O deputado federal Coronel Assis (União-MT) disse estar "preocupado" com a possibilidade da revisão do marco temporal, tese que propõe uma alteração na política de demarcação de terras indígenas no Brasil.

A declaração foi feita na quarta-feira (29) durante sessão da Comissão de Agricultura, Pecuária, Abastecimento e Desenvolvimento Rural da Câmara Federal.

O congressita pede que haja um debate amplo dentro da Câmara Federal, pois alega que a mudança da lei pode ter impacto sobre o agronegócio brasileiro.

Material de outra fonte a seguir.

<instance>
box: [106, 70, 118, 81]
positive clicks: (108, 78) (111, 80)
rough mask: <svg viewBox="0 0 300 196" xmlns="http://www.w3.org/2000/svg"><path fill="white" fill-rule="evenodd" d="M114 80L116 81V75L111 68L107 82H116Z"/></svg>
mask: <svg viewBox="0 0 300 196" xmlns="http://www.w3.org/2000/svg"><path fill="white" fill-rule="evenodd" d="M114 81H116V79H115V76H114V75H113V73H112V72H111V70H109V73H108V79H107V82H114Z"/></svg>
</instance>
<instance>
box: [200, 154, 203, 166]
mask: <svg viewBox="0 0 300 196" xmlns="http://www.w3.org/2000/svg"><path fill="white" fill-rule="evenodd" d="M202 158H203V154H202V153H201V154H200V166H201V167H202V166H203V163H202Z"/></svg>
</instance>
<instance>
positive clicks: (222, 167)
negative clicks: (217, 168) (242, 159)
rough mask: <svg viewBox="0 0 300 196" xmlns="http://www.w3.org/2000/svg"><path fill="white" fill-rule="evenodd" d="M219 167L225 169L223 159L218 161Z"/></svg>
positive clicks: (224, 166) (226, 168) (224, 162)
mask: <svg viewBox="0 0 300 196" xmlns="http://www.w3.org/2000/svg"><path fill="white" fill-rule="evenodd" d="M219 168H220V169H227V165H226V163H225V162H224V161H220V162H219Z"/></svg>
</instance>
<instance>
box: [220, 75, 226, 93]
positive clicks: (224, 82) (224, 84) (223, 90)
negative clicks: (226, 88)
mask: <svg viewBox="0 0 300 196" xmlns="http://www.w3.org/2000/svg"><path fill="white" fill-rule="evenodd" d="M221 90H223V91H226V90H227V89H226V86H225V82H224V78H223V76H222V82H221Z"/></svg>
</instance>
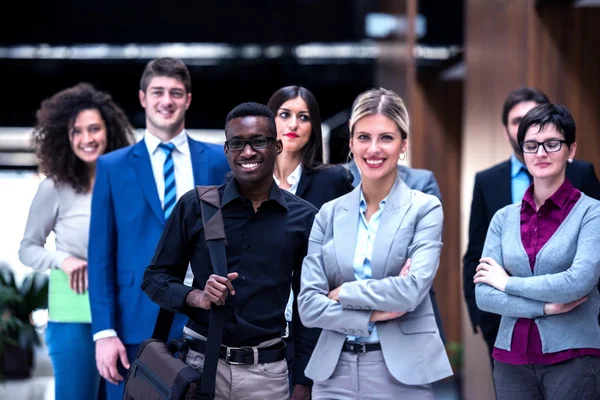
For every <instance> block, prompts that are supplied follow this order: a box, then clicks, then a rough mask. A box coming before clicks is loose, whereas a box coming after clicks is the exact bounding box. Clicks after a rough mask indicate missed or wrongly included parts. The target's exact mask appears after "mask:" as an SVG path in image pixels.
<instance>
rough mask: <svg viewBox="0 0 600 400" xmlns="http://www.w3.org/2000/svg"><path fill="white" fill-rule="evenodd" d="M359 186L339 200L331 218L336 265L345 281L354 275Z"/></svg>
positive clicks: (357, 224) (357, 225) (358, 206)
mask: <svg viewBox="0 0 600 400" xmlns="http://www.w3.org/2000/svg"><path fill="white" fill-rule="evenodd" d="M360 190H361V188H360V186H358V187H357V188H355V189H354V190H353V191H352V192H351V193H350V194H349V195H348V196H346V197H345V198H344V199H342V200H341V201H340V208H339V209H338V210H337V212H336V213H335V215H334V218H333V244H334V247H335V254H336V257H337V259H338V265H339V267H340V270H341V272H342V276H343V277H344V280H345V281H346V282H351V281H354V280H356V278H355V277H354V252H355V250H356V234H357V232H358V219H359V214H358V213H359V206H360Z"/></svg>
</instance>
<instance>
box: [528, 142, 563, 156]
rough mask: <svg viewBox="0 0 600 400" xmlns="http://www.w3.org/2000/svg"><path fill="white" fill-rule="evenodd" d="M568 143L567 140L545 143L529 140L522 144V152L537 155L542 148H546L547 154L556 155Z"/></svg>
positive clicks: (544, 142) (548, 142) (544, 149)
mask: <svg viewBox="0 0 600 400" xmlns="http://www.w3.org/2000/svg"><path fill="white" fill-rule="evenodd" d="M563 143H567V141H566V140H559V139H550V140H546V141H545V142H536V141H535V140H527V141H525V142H522V143H521V150H523V153H529V154H534V153H537V151H538V149H539V148H540V146H542V147H543V148H544V151H545V152H546V153H556V152H557V151H560V149H562V144H563Z"/></svg>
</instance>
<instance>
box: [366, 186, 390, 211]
mask: <svg viewBox="0 0 600 400" xmlns="http://www.w3.org/2000/svg"><path fill="white" fill-rule="evenodd" d="M388 196H389V195H388ZM388 196H385V197H384V198H383V200H381V201H380V202H379V209H380V210H383V207H385V203H386V201H387V197H388ZM365 211H367V201H366V200H365V195H364V194H363V191H362V189H361V191H360V212H365Z"/></svg>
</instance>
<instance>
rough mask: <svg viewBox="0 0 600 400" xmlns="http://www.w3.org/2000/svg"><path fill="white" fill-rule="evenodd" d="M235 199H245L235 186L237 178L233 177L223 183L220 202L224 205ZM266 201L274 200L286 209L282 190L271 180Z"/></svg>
mask: <svg viewBox="0 0 600 400" xmlns="http://www.w3.org/2000/svg"><path fill="white" fill-rule="evenodd" d="M235 199H245V197H244V196H242V194H241V193H240V191H239V189H238V186H237V179H235V177H234V178H232V179H231V180H230V181H229V183H227V184H226V185H225V190H224V191H223V198H222V200H221V203H222V205H223V206H225V205H226V204H228V203H230V202H232V201H233V200H235ZM267 201H275V202H277V203H279V205H281V206H282V207H283V208H285V209H286V210H287V209H288V206H287V201H285V197H284V196H283V192H282V190H281V189H279V186H277V184H276V183H275V181H273V184H272V185H271V189H270V190H269V198H268V199H267Z"/></svg>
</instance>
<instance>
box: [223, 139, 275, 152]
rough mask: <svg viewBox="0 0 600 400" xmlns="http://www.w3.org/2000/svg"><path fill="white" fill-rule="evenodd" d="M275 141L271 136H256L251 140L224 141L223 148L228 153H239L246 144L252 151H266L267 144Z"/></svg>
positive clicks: (234, 140)
mask: <svg viewBox="0 0 600 400" xmlns="http://www.w3.org/2000/svg"><path fill="white" fill-rule="evenodd" d="M271 140H273V141H275V140H276V139H275V138H274V137H272V136H256V137H253V138H252V139H247V140H246V139H231V140H226V141H225V146H226V147H227V150H229V151H241V150H244V148H245V147H246V145H247V144H249V145H250V147H252V148H253V149H254V150H262V149H266V148H267V147H268V146H269V142H270V141H271Z"/></svg>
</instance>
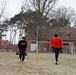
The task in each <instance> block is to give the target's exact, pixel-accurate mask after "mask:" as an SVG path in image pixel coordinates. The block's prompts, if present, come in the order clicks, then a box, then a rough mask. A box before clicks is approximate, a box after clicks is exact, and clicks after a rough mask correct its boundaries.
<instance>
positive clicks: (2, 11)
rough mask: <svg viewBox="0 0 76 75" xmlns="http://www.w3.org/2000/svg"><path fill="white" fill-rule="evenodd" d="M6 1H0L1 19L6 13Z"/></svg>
mask: <svg viewBox="0 0 76 75" xmlns="http://www.w3.org/2000/svg"><path fill="white" fill-rule="evenodd" d="M5 7H6V0H0V19H1V17H2V15H3V13H4V11H5Z"/></svg>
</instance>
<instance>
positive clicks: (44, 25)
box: [23, 0, 57, 40]
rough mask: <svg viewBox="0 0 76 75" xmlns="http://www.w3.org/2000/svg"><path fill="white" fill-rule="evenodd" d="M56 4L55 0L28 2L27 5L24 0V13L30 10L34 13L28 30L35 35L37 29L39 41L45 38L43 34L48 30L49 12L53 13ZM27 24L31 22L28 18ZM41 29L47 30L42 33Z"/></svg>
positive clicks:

“Estamos muito preocupados, porque a revisão do marco temporal causa impacto direto não só na demarcação de terras indígenas, mas também em todo um setor produtivo em nosso país. Já temos mais 700 terras indígenas demarcadas, e novas demarcações ou o aumento dessas terras terá impacto muito forte na agropecuária”, disse o deputado.

Coronel Assis citou como exemplo uma terra indígena na região de Colniza (distante 1.064 km de Cuiabá), que possui 106 mil hectares e que passaria a 411 mil hectares, caso que já está judicializado e que poderá se consolidar caso o julgamento do Marco Temporal, no Supremo Tribunal Federal seja contrário à tese do marco temporal.

Os setores produtivos defendem que os indígenas só tenham direito às terras que estavam em sua posse no dia 5 de outubro de 1988, quando foi promulgada a Constituição Federal, ou se nessa data a demarcação da terra já estivesse questionada judicialmente.

O processo está parado no STF desde setembro de 2022, após um pedido de vistas do ministro Alexandre de Moraes.

"Na Câmara Federal, podemos debater uma forma de garantir segurança jurídica para as terras produtivas que seriam diretamente afetadas com uma possível revisão do marco temporal", disse.

"As milhares de famílias que serão afetadas precisam ser respeitadas e protegidas do desemprego e da miséria, caso o marco temporal não seja estabelecido”, completou.